Todd, Art, and I talked about this a few weekends later at Whittier: Todd with Don’s old trucks and wheels under his deck; Art with Don’s old deck and wheels; me with Don’s old knee pads and shoes. It was a sad moment. It was the real beginning of the end.

 *

The skate park in Upland is gnarly. It has a huge half-pipe going into a full pipe and ending in a bowl. You can drop in from the top or roll in from a four-foot-high ledge. I’d been having a good day rolling in from the ledge and riding the half pipe into the full into the bowl and back. Then, this old guy came along and started tearing shit up. He made dropping in from the top look so easy. I couldn’t resist.

Just before dropping in, I said to Art, “I don’t know why I’m trying this. It doesn’t matter if I can do it. It does matter if I break my arm.”

Art smiled.

I dropped in. It worked. I carved up and down the half pipe and thought, damn, this is fucking awesome. I made it into the full pipe with way too much speed. My trucks started wobbling. I tried an ill-advised power slide while about twelve feet up a wall, ended up taking the short cut to the ground and snapping a wrist bone in half.

Before my cast was off, Art blew out his knee at Whittier. Before Art could walk again, Todd broke his leg in two or three places at the park in Glendale. Team Donofthedead was done for.

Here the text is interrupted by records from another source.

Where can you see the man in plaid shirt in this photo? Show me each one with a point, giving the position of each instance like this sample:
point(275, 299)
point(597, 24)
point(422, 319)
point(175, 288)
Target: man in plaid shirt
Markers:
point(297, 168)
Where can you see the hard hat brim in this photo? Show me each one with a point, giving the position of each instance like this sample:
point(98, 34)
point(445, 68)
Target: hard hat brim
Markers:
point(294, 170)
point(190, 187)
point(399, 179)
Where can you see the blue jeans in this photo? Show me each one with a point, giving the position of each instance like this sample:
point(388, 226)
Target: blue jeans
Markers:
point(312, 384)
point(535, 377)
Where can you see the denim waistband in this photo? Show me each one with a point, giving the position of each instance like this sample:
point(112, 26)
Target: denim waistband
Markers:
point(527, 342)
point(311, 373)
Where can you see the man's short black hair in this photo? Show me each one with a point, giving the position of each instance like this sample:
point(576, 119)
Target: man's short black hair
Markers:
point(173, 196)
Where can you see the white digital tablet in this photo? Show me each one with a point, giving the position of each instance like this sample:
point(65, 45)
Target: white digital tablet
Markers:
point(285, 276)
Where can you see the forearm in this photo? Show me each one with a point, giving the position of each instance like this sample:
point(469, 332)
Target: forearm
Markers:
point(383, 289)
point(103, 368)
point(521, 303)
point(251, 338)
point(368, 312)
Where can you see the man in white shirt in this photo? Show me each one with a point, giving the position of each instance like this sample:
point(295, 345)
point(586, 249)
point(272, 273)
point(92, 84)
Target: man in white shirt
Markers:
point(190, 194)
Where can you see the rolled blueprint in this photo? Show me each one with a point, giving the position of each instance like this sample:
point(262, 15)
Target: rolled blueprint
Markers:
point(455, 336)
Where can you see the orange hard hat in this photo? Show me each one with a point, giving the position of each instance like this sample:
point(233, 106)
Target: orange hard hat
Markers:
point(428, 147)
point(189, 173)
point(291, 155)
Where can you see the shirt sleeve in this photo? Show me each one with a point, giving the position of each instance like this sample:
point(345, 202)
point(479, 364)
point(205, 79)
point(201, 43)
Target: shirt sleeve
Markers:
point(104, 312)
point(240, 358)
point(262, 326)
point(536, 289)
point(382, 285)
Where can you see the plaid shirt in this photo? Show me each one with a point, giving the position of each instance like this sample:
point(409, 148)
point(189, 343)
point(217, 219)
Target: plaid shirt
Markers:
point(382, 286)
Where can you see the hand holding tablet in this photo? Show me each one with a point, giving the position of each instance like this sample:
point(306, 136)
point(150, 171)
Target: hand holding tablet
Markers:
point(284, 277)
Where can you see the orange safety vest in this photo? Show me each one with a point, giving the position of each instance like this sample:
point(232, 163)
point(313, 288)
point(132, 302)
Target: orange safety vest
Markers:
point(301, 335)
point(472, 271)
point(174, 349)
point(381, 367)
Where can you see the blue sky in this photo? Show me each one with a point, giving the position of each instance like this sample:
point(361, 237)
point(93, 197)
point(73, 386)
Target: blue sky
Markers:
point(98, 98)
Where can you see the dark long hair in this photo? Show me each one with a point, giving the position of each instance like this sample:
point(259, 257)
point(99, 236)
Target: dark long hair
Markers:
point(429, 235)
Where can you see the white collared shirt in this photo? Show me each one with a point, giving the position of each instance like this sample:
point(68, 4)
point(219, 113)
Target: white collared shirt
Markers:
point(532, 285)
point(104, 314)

Now, when I think about the early days of Razorcake, I think a lot about Team Donofthedead. I think about it mostly when I ride home from work and pass the new onramp, where a retention ditch has a road that runs alongside a bank paved into a hill. It looks like another Paul Revere carved alongside the freeway. I sometimes spend the last five miles of my commute imagining Team Donofthedead climbing the fence and riding that ditch in a world where cops won’t kick us out and our bones and tendons are young enough to take the impact.

These days, I mostly go surfing alone. Maybe it’s not quite as fun, but wipeouts are way more forgiving.